The Zomia Center report says that Mullah Omar in late 2001 handed over the Taliban’s daily operations to his former defense minister, Mullah Obaidullah, and fled Kandahar to his native Zabul province in the south. He spent several years in the provincial capital, Qalat, hiding in the private home of his driver, a man named Abdul Samad Ustaz, the report says, citing Mr. Omari, his bodyguard, and former Afghan officials.
U.S. special-operations forces searched the house once, according to Mr. Omari, the report says, but didn’t enter the concealed room where Mullah Omar lived until 2004. The Pentagon declined a request for comment.
Borhan Osman, a senior analyst with the International Crisis Group, which studies conflict, said Mullah Omar was deeply suspicious of Pakistan’s intentions because other senior Taliban figures had been placed under house arrest. Mr. Osman, who has studied the Taliban, said his research also indicated that Mullah Omar had remained in Zabul province.
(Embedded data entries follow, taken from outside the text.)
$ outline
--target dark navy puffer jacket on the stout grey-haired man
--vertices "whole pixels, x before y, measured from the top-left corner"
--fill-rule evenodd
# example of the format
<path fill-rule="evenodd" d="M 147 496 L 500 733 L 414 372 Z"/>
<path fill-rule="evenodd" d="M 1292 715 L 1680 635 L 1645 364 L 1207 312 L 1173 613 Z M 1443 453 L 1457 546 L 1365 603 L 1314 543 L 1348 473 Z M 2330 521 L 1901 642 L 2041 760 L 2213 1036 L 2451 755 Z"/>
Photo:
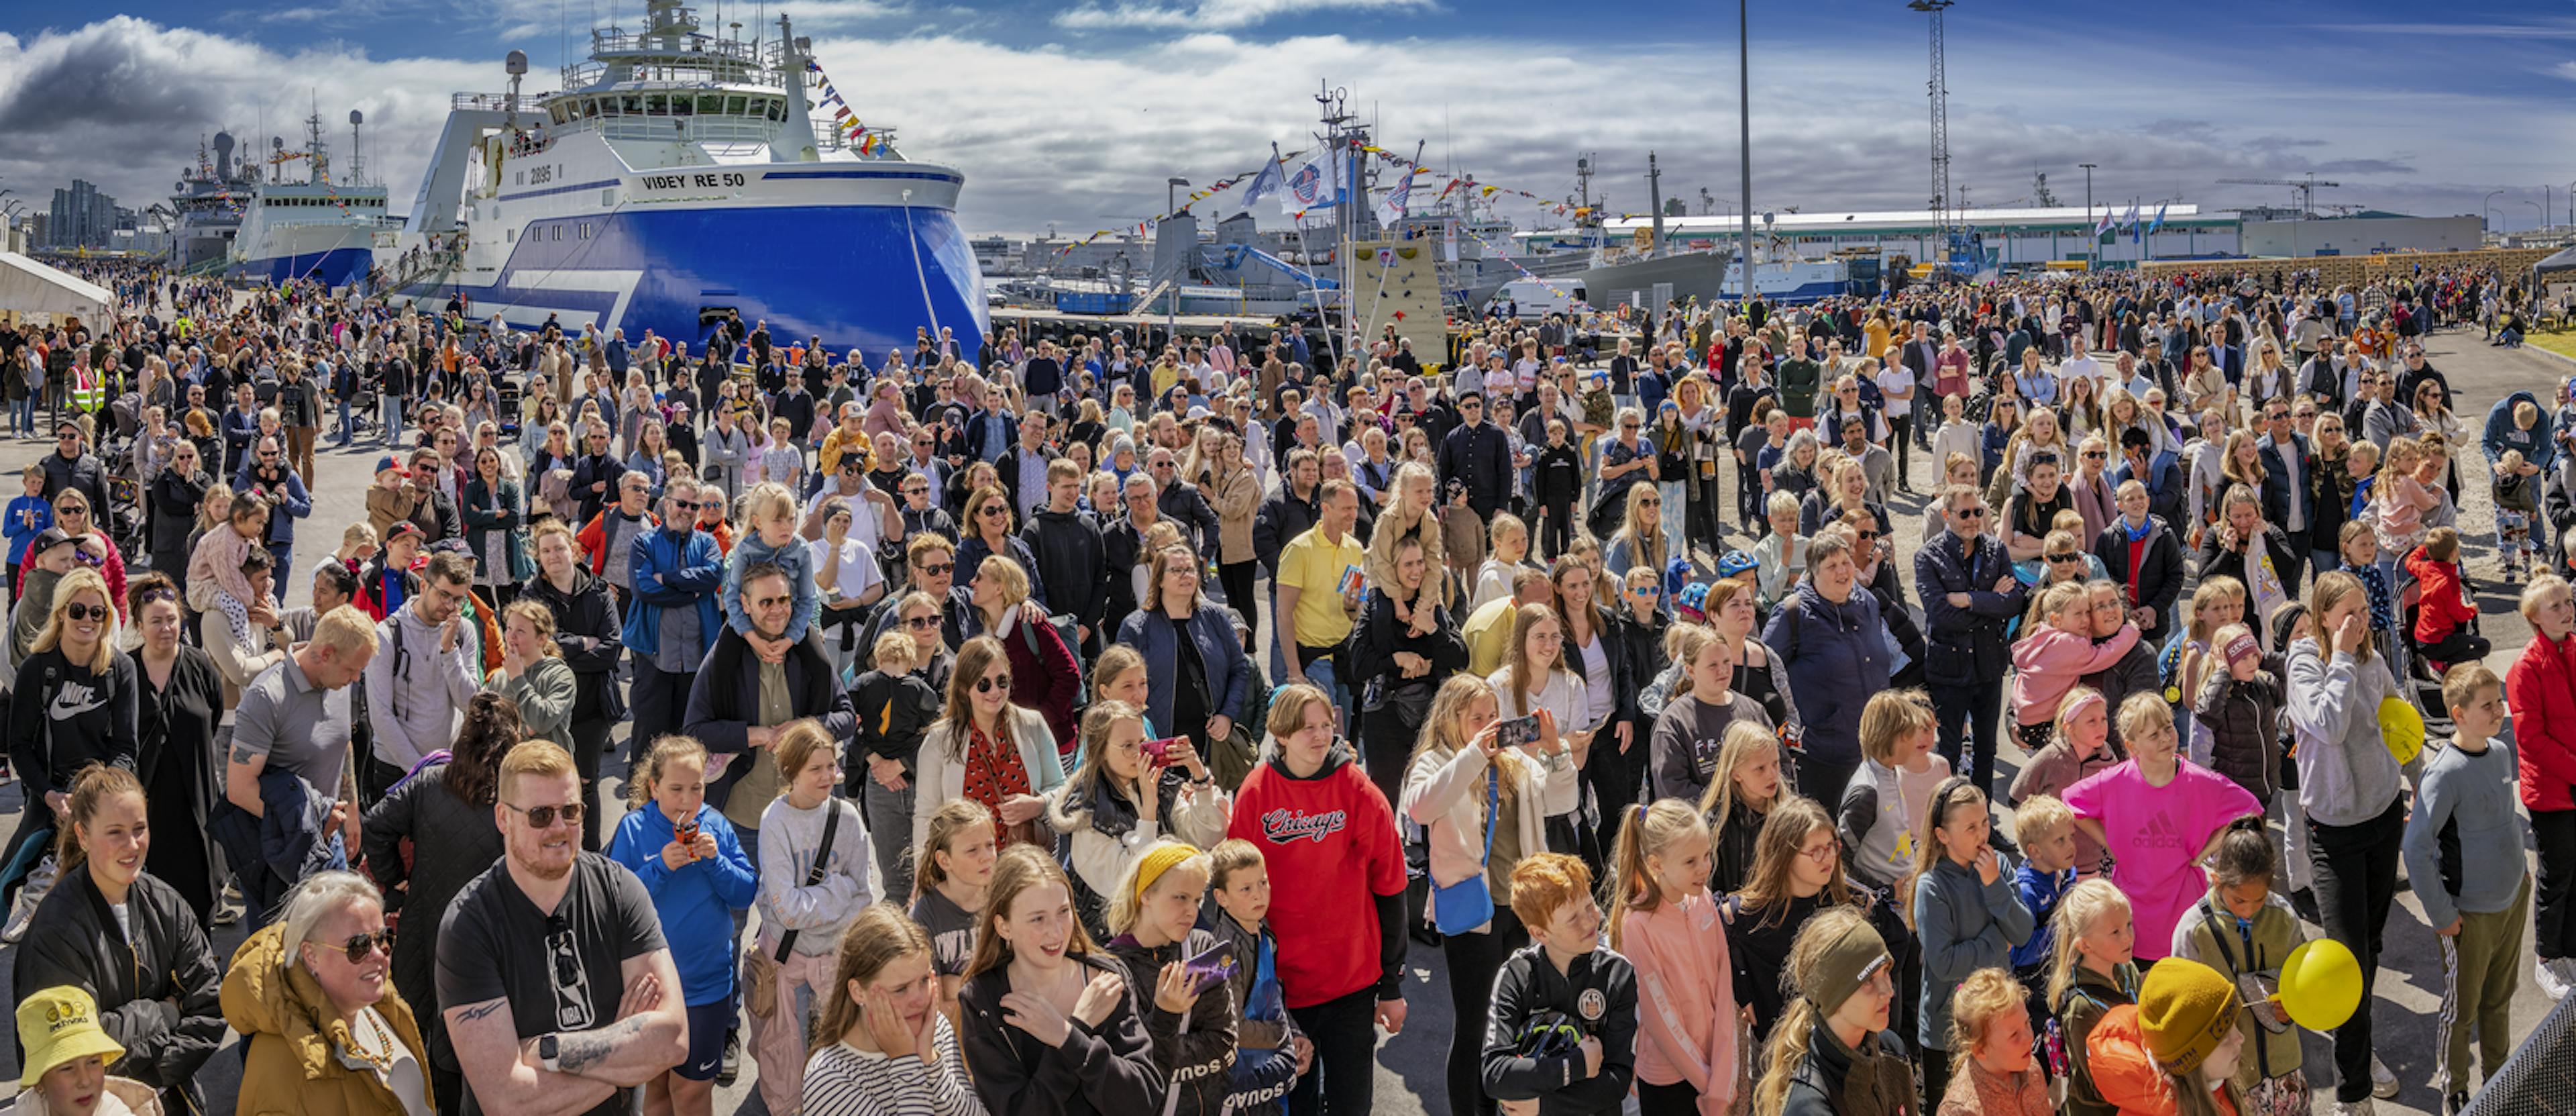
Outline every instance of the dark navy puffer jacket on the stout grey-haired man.
<path fill-rule="evenodd" d="M 1772 608 L 1762 642 L 1788 665 L 1806 753 L 1819 763 L 1860 763 L 1860 709 L 1888 688 L 1888 631 L 1878 598 L 1852 585 L 1839 606 L 1816 593 L 1814 580 Z"/>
“It looks consistent across the various sources,” Mr. Osman said. Mullah Omar, he added, thought Pakistani leaders “would play him or use his presence to divert the direction of the movement.”
After the U.S. military established a permanent base only a few minutes’ walk from his safe house in Afghanistan, Mullah Omar relocated to a more remote district called Siuray, where his family came from. Mr. Omari, his bodyguard, found him a mud-brick family home and looked after him there until his death in 2013, the Zomia report says.
The second safe house was only a few miles away from a smaller U.S. base, known as Forward Operating Base Wolverine, according to Mr. Omari in the report. FOB Wolverine was south of Qalat, the provincial capital, and many villages in the area were assessed to be Taliban-controlled, a person who served at the base told the Journal. Several U.S. soldiers were killed there while on patrol.
The Zomia Center report said that Afghan intelligence officials repeatedly tried to question Mullah Omar’s driver, but that provincial officials stepped in to protect him.
“They [secret police] went away because I said Abdul Samad Ustaz was innocent,” tribal leader Muhammad Daud Gulzar told Ms. Dam referring to the driver, according to the report. “Later, I heard that Abdul Samad Ustaz protected Mullah Omar. I did not know that.”
The report describes Mullah Omar as living his last years in isolation in Siuray, in the company only of Mr. Omari and a host family, with whom he rarely interacted. Mullah Omar seldom left the dwelling except for brief periods to take in the sunlight and asked only for henna, a dye for his beard, and naswar, a local tobacco.
Mr. Omari told Ms. Dam that Mullah Omar grew ill in 2013, refused to see a doctor or travel to hospitals in Pakistan, and died in Zabul. His family came to bury his body, and a small group of Taliban leaders agreed to keep the death a secret while the U.S. military was preparing to fully withdraw as first planned by the Obama administration.
“Today, for the first time in nearly two decades, the prospect of peace is on the table,” Ms. Dam said in the report. “[If] a negotiated settlement is to succeed, bringing to light such hidden stories of this war will be essential.”